From an analytical perspective, the key issue is not just that Born Clothing is closing, but that the process is structured around insolvency, not simple downsizing. A debt load of €7. 82 million, including tax owed to Revenue, suggests a balance sheet problem rather than a short-term sales dip. The fact that the business had already looked at examinership, only to conclude it was not possible, reinforces how limited the rescue options appear to have been.
The retail chain’s own statement thanked customers and staff, calling the team the heart and soul of the business.

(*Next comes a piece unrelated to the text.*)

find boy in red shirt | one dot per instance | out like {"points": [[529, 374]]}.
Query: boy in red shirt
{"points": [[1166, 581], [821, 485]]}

That language gives the closure a human edge, but the factual record points to something harsher: a company with 15 outlets, 116 workers, and significant debts is now being unwound under court supervision.
Regional and wider retail impact
In Limerick, the immediate effect is visible at Parkway Shopping Centre, where a familiar clothing shop is disappearing after 13 years. Nationally, the Born clothing store closures are more significant because they affect outlets around the country at the same time, turning one local farewell into a multi-site retail retreat.
The wider lesson is that retail distress rarely stays contained. When a chain with 15 shops closes, the effects are felt by staff, landlords, suppliers, and customers, while the shopping centres that hosted those units must adjust to vacant space and lost traffic. The case may also sharpen attention on the pressures named in court: pandemic disruption, wage increases, and high business rates.
As the liquidation proceeds, the unanswered question is whether Born clothing store closures are a standalone collapse or another sign that smaller retail groups may find the current trading environment increasingly unforgiving.